In her first life she’d died never having learned to wield her clan’s unique magic, never having found a way past her weakness.

This time, I wouldn’t let it end that way.

“Ha...!”

Amon let out a dry laugh.

He’d tensed for a moment, yet his eyes already claimed the top seat again.

“Next. Louise Murphy. Step forward.”

Louise Murphy.

Her hair was the same pale gold as Amon’s, but straight and long, falling like silk.

Eyes the color of her hair—liquid gold.

And, impossible to miss, skin white as fresh snow.

She nocked an arrow, drew, and sent it straight through the left eye of the orc dummy.

“Not bad.”

Amon sounded almost pleased.

While Amon and I jogged the yard, the rest of our classmates took their turns.

The instructor dotted marks on the evaluation sheets, then barked:

“Form up—everyone except those two.”

The two, of course, were Amon and me.

“Basic training ends today.
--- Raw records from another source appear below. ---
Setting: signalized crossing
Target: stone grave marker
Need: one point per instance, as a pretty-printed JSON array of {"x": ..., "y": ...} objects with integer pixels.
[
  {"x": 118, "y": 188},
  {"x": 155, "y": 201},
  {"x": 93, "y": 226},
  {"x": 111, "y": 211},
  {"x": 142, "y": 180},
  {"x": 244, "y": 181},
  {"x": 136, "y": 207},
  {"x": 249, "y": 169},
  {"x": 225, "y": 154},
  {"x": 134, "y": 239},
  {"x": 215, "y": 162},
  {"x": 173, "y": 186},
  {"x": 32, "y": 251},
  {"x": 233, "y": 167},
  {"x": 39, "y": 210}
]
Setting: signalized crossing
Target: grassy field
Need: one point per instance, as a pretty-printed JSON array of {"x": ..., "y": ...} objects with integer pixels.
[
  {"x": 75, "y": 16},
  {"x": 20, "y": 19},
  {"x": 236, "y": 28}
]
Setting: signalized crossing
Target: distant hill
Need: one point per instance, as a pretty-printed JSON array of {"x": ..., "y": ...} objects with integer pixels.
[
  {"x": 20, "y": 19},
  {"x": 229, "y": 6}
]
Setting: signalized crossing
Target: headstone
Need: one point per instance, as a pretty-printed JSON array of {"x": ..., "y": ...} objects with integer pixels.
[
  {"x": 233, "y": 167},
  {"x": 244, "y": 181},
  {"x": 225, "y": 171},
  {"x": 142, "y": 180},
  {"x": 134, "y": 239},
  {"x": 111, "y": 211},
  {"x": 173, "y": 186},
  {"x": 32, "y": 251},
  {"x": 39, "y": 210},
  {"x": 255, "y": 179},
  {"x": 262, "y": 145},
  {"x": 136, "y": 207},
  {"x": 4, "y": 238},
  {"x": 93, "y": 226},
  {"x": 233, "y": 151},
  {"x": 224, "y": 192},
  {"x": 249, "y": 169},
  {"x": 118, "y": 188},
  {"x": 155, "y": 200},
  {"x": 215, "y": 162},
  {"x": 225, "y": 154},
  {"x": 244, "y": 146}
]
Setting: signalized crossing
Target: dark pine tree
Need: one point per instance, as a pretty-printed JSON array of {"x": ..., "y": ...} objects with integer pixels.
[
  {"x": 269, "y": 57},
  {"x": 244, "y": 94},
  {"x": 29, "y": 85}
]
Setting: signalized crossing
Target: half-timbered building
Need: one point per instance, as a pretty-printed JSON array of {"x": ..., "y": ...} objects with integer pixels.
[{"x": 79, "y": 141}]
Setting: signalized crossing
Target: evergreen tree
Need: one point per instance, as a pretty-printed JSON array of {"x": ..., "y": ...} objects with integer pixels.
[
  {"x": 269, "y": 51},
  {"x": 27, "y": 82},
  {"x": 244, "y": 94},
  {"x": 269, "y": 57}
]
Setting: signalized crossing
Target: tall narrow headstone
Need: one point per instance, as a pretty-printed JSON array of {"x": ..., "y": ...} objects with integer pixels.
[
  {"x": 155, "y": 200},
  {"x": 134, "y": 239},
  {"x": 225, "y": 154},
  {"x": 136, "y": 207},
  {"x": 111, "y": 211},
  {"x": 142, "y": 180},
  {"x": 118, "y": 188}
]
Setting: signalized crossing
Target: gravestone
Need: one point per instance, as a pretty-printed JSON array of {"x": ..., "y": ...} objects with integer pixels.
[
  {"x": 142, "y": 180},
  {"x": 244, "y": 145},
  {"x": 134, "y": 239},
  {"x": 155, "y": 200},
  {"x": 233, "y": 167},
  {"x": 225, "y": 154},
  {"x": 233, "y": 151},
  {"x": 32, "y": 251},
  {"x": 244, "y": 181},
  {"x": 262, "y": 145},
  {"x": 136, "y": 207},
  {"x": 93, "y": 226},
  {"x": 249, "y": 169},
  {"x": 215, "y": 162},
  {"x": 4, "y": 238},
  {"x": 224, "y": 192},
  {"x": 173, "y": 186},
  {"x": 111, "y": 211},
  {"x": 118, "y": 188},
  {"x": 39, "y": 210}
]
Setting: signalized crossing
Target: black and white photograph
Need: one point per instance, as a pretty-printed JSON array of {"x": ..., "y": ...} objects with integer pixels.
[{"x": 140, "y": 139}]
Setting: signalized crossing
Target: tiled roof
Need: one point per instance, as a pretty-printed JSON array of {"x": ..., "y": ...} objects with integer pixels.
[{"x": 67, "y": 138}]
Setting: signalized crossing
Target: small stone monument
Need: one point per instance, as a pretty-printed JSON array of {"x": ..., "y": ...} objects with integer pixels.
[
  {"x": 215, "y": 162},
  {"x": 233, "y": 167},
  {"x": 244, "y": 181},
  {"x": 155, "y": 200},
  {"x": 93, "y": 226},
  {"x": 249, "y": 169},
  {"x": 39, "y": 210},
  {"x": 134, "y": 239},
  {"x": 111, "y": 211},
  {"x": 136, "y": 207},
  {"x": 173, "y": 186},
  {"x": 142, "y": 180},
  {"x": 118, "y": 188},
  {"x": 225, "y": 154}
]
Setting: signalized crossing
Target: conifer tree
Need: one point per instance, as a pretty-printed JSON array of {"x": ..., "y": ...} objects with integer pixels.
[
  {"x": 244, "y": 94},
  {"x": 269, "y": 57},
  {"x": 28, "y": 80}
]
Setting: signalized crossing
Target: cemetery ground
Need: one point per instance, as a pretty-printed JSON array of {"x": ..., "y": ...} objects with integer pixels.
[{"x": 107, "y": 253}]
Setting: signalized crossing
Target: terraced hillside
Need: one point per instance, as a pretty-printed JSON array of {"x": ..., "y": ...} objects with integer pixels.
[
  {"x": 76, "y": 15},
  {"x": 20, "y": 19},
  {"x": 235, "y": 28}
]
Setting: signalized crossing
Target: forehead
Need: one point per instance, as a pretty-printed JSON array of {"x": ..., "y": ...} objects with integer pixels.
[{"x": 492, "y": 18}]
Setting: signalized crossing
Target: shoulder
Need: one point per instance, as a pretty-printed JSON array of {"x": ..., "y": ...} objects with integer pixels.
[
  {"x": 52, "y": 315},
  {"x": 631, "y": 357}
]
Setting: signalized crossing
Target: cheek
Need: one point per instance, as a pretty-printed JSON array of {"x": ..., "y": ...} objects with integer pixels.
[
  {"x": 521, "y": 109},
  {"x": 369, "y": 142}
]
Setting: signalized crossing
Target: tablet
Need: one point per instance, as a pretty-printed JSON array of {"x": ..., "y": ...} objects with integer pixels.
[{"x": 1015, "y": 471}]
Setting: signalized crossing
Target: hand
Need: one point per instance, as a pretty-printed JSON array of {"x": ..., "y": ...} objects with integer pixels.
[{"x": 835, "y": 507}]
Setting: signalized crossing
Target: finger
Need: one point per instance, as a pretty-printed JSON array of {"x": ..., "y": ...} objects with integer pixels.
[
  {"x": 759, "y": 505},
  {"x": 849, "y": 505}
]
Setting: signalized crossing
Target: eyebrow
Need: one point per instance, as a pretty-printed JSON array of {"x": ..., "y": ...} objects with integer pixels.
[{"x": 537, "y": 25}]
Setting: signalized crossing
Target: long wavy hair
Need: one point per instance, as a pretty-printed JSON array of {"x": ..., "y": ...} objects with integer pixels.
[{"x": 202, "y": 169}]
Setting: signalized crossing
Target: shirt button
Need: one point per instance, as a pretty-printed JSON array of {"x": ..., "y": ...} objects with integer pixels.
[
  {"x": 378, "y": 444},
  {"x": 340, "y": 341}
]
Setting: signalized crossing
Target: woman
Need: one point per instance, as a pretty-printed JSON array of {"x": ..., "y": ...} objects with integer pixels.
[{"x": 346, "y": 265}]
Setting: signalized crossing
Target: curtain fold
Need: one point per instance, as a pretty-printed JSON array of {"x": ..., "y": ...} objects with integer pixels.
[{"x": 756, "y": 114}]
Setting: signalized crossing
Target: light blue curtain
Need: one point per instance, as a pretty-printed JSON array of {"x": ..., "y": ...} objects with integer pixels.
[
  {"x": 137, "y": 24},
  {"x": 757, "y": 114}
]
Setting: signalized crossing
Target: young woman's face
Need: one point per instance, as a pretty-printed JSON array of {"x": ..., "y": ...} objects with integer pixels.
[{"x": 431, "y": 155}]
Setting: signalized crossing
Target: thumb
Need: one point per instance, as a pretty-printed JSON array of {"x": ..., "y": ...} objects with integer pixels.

Starting tomorrow we prep for the exams.”

He raised his right hand and spread four fingers.

“Four tests in total.”

He tapped the stack of papers under his arm.

“Besides the tests, these individual competency evaluations also count toward your final score.”

His gaze swept the ranked line of trainees.

“Special Task Force slots are open to the top ten; the knightly orders, top twenty. From now on you’ll carry a rank, and that rank will be posted on the board for all to see.”

The first gate to the Special Task Force had opened.

It felt like a new vertical line scoring across the horizontal timeline of our lives.

“Dismissed. Take your break.”

The instructor glanced at Amon and me—then looked away as if the words weren’t meant for us.

We kept running.

“Amon.”

“Yeah?”

“One lap. Catch me if you can.”

I kicked into a sprint, pulling ahead.

“This isn’t a race...!”

* * *

The Chief Instructor sat halfway up the stairwell, touching a match to a cigarette.

He watched the resting trainees through the smoke.

A month since the 66th had arrived.

He had them pegged now.

He began to write.

First:

[KINJO SHUA]

At the same moment, Kinjo nudged Mago’s shoulder and flicked his eyes sideways in urgent semaphore.

“Mago. Eleven o’clock.”

His voice was low—look, but don’t stare.

“What?”

“Hurry...!”

Mago turned, annoyed.

Eleven o’clock.

Gold hair, gold eyes.

Louise Murphy.

“Never seen anyone that pretty in my life.”

“You never saw anyone like that even back in Aquaella?”

“Never. Even if you scoured the whole world, you’d be hard-pressed to find a beauty on Louise’s level...”

“No matter how pretty Louise is, stop staring at her guts.”

“These days I can see her muscle fibers instead.”

[Possesses Reinforcement (Fire) Magic and Clairvoyance]

“When did you ever try that...?”

“Not on Louise—on you. A body as monstrous as yours makes my curiosity boil.”

“Sounds creepy.”

“Oh, about Louise. She changes the way she ties her hair every single day, so lately the other trainees and I have a bet on what style she’ll show up with next. Want in?”

‘So they’re doing it again this time.’

“You game?”

While Mago and Kinjo kept talking, the instructor’s pen scratched just as fast.

Beneath Kinjo Shua’s name:

[Louise Murphy]

He jotted down the other trainees’ traits as well.

“Mago, Louise is insane with a bow, too.”

[Former Hunter from the Capital Outskirts]

[Exceptional Archery]

“She was a hunter, after all.”

[No other notable traits]

“She’ll know herbs and traps inside out—she’ll be a huge help. It’s not just archery.”

Remembering her past life, Mago disagreed with the instructor’s assessment.

“Help with what, exactly?”

“Well... with whatever comes next. Wherever we end up.”